Eso, los indígenas, que sobre todo en el siglo pasado empezaron a mezclarse en gran número con el resto de la población. Y que de todas formas habían contribuido decisivamente a la construcción de esta sociedad toda, de este México todo.

Casi para terminar, quisiera recordar el libro de un antropólogo mexicano de nuestra época, que murió antes de tiempo. México Profundo, se llama, y lo escribió Guillermo Bonfil. En él libro, Bonfil intenta probar que desde la conquista (¿o rebelión de pueblos sometidos?), se crearon dos México que no están realmente separados, que nos involucran a todos. Dos México que son, sobre todo, dos formas de vivir y de entender al país y al mundo. Uno de ellos, dice Guillermo Bonfil, es el del título de su libro, el México Profundo. Un México que recoge a las culturas mesoamericanas y no sólo mesoamericanas, sino también yaquis o tarahumaras, por ejemplo, y se construye sobre ellas, adecuándose a los tiempos.
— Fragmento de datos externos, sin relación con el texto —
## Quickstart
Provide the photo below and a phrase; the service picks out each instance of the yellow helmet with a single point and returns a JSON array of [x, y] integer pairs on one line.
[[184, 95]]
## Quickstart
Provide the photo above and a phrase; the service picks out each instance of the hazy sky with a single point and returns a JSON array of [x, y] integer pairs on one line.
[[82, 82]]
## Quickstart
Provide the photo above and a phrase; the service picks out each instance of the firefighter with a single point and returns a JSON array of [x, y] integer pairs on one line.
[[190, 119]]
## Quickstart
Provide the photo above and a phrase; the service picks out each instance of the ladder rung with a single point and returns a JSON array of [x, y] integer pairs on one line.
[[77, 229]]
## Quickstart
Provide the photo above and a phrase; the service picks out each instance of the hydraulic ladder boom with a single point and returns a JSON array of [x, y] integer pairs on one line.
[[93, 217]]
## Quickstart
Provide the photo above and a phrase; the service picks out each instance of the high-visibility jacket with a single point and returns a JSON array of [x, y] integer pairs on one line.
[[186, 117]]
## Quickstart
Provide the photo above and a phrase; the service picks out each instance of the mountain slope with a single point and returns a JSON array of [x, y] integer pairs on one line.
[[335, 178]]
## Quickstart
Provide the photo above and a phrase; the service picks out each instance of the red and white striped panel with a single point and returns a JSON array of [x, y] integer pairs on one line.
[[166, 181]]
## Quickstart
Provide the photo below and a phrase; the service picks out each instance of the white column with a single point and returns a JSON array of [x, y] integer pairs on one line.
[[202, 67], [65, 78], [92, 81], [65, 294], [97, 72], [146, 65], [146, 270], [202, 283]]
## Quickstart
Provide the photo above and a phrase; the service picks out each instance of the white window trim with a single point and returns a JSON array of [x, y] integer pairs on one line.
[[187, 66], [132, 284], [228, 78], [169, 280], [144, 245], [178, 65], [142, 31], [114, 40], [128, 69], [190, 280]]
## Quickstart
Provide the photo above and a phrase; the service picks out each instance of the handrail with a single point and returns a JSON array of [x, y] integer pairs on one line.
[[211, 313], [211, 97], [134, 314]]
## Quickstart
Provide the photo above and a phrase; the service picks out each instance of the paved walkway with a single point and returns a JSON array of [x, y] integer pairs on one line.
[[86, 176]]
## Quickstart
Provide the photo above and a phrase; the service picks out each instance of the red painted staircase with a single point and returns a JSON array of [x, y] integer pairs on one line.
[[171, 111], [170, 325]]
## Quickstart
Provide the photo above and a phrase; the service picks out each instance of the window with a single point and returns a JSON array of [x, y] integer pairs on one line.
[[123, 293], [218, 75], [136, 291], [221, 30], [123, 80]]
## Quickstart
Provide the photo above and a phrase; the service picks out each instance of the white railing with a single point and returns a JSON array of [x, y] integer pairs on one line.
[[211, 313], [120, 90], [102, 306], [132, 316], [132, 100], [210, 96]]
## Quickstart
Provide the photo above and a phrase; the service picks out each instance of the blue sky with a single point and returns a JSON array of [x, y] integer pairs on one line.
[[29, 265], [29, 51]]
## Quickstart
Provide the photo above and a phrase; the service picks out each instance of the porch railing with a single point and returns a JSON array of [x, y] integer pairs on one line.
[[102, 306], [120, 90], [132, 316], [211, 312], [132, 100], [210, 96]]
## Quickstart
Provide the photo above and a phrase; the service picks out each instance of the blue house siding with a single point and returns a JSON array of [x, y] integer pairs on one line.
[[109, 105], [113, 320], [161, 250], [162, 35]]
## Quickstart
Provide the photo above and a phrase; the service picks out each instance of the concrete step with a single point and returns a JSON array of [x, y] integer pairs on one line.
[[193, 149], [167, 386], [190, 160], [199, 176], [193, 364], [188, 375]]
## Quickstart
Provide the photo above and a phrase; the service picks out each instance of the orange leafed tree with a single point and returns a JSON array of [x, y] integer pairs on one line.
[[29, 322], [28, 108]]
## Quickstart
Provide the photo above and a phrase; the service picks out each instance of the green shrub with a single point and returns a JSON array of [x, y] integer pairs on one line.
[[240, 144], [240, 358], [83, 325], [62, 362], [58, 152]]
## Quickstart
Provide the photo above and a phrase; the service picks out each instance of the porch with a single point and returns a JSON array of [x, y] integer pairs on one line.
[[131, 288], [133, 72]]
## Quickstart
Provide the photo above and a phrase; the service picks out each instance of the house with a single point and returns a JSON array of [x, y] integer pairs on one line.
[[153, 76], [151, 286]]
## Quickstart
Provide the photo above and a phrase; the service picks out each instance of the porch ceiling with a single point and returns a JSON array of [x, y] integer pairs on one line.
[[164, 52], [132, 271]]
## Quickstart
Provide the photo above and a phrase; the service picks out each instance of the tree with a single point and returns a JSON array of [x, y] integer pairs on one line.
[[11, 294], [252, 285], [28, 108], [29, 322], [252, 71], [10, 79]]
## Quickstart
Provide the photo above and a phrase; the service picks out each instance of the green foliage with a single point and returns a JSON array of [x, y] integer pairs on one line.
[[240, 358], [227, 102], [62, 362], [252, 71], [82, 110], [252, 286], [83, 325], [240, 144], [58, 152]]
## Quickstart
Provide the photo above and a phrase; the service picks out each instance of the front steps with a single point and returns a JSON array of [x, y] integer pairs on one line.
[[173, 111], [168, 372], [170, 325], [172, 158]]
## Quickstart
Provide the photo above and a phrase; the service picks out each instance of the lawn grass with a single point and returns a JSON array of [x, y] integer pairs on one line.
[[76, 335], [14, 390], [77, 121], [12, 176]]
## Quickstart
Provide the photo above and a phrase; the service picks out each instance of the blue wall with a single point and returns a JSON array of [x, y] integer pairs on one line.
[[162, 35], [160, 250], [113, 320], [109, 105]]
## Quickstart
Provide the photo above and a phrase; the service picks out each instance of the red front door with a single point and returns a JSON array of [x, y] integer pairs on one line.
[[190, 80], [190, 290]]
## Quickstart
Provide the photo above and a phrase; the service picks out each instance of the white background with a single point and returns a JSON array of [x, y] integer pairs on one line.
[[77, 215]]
Este México sería el que, según Guillermo Bonfil, sostiene al país, aunque se le desprecia, para imponerle al otro, al México que llama Imaginario, el que viene de la cultura occidental, negándonos la oportunidad de hacer uso de sus alternativas, ideas, caminos, las del México Profundo, que Bonfil está convencido son las únicas que nos salvan o pueden salvarnos realmente, sobre todo en momentos de crisis.

En todo caso, este antropólogo coincide con un gran número de filósofos, historiadores y escritores, en que la nuestra es una nacionalidad rota, fracturada, desde la raíz, y que vamos de un extremo al otro, de lo indígena a lo español, de lo español a lo indígena, sin encontrarnos.

Mi intención al pedirles recordar, cuando comenzamos una mezcla de sangrientas imágenes de la literatura europea e indígena, procuraba ponerlos en contacto con algo vivo, que huele y sabe.